Anyway, I have no family there now. I was born in 1944 there in a Maternity home on Colorado and, gee, I forgot the street. It was the house the Robb family later lived in.
My father went there in 1929 to work on the rr and he met my mother in Albuquerque on the other end of the line. He had actually been married when he moved there and his wife died. My mother went to work for Fred
Harvey in 1933 when she was 15. Anyway, my sisters name is Diana and My parents were Betty and Clarence Doile. They died 30 years ago when we were in our 20's. My uncle had lived there too but he was a little strange so we never told anyone we were related. lol Ask Phillip about driving his jeep into Clear Creek off the rocks on the west side!! Just so you don't think we were always old. lol I have been doing gen for a few years now too and had a family tree of 9,000 published.
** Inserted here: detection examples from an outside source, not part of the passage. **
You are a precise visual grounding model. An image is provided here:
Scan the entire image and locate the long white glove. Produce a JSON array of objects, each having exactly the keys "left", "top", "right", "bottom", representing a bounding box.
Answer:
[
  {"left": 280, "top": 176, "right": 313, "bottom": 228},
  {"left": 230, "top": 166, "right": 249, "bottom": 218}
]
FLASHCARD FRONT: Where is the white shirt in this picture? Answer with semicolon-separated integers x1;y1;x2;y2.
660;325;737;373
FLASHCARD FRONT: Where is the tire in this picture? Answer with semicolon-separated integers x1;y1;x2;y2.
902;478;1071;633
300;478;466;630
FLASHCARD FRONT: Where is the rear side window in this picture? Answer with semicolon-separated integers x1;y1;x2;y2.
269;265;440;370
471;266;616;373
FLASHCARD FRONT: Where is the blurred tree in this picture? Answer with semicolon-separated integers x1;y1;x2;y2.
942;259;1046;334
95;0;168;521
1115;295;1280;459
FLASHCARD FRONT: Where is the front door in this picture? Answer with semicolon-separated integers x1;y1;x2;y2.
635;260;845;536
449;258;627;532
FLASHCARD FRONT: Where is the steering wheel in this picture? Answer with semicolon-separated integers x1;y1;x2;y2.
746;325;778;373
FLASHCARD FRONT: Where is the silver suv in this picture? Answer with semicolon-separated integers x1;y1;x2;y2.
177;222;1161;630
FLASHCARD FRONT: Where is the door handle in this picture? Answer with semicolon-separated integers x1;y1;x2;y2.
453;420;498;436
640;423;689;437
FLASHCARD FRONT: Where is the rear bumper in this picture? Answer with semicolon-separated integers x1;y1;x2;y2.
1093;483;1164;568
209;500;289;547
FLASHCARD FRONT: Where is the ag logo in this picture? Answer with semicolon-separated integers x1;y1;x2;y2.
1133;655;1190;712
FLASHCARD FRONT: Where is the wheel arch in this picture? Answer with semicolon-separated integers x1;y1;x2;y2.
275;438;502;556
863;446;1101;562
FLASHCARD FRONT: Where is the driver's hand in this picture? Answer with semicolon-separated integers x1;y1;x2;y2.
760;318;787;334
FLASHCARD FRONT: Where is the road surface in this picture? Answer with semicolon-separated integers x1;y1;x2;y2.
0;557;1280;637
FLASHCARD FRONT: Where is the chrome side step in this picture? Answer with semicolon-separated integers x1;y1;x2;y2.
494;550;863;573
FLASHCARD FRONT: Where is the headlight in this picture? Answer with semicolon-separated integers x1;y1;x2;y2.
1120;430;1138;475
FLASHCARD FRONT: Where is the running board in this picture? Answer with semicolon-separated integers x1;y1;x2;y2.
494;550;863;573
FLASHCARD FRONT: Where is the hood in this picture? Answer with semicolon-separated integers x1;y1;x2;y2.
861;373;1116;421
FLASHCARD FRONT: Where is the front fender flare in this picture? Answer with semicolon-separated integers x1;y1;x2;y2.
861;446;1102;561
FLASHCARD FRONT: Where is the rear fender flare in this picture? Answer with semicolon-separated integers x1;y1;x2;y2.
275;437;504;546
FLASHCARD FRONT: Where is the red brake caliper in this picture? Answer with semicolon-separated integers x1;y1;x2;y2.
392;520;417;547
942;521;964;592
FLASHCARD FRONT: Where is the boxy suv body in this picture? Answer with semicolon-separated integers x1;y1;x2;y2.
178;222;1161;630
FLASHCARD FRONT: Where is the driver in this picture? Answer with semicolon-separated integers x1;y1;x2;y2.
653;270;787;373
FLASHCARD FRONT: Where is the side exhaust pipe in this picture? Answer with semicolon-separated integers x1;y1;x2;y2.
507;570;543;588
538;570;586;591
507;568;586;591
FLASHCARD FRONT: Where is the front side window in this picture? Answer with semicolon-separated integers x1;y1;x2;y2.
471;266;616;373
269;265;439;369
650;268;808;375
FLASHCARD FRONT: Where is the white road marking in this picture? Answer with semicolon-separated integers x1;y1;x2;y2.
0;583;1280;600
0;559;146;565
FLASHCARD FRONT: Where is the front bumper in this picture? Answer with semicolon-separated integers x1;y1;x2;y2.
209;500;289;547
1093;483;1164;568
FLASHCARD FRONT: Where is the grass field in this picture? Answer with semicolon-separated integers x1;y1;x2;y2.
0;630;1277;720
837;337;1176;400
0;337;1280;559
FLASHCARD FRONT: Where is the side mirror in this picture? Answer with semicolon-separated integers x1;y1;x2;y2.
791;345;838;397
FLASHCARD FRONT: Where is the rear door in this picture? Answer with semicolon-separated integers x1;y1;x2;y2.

Now I am doing my mothers tree and have almost that many too. When I started I didn't know anything but grandparents names. My mother was raised in an orpanage in Mo. so I did the other side first. If I can help you let me know cause I find I am very good at it. Found 8 grandfathers in the Rev War and went into the DAR with under all of them. I actually found wills, church records and death records for all of them. Of course if you are looking for anyone alive it is much more difficult if not impossible. I don't imagine you remember the store you grandfather owned do you. It was really wonderful. No curios as you mentioned at that time. All indian jewelery and rugs ect.
Even artifacts as it was not illegal to have and sell them now. There was a white woman named Ila Flowers that worked for him that even spoke Navijo. Well, I was just looking around when I found you. I am glad to meet you and glad to know someone in your family still lives there. When I was little it was beautiful there. The trees made an arch on the streets but Winslow fell on hard times later. The trees were Elms and they mostly died out with a disease that came across the whole country. There are times I wish I had never left there. Don't discount the fact that you know everyone there. Living in Phoenix means you know very few people and they move away every few years. It can be a very lonely place down here.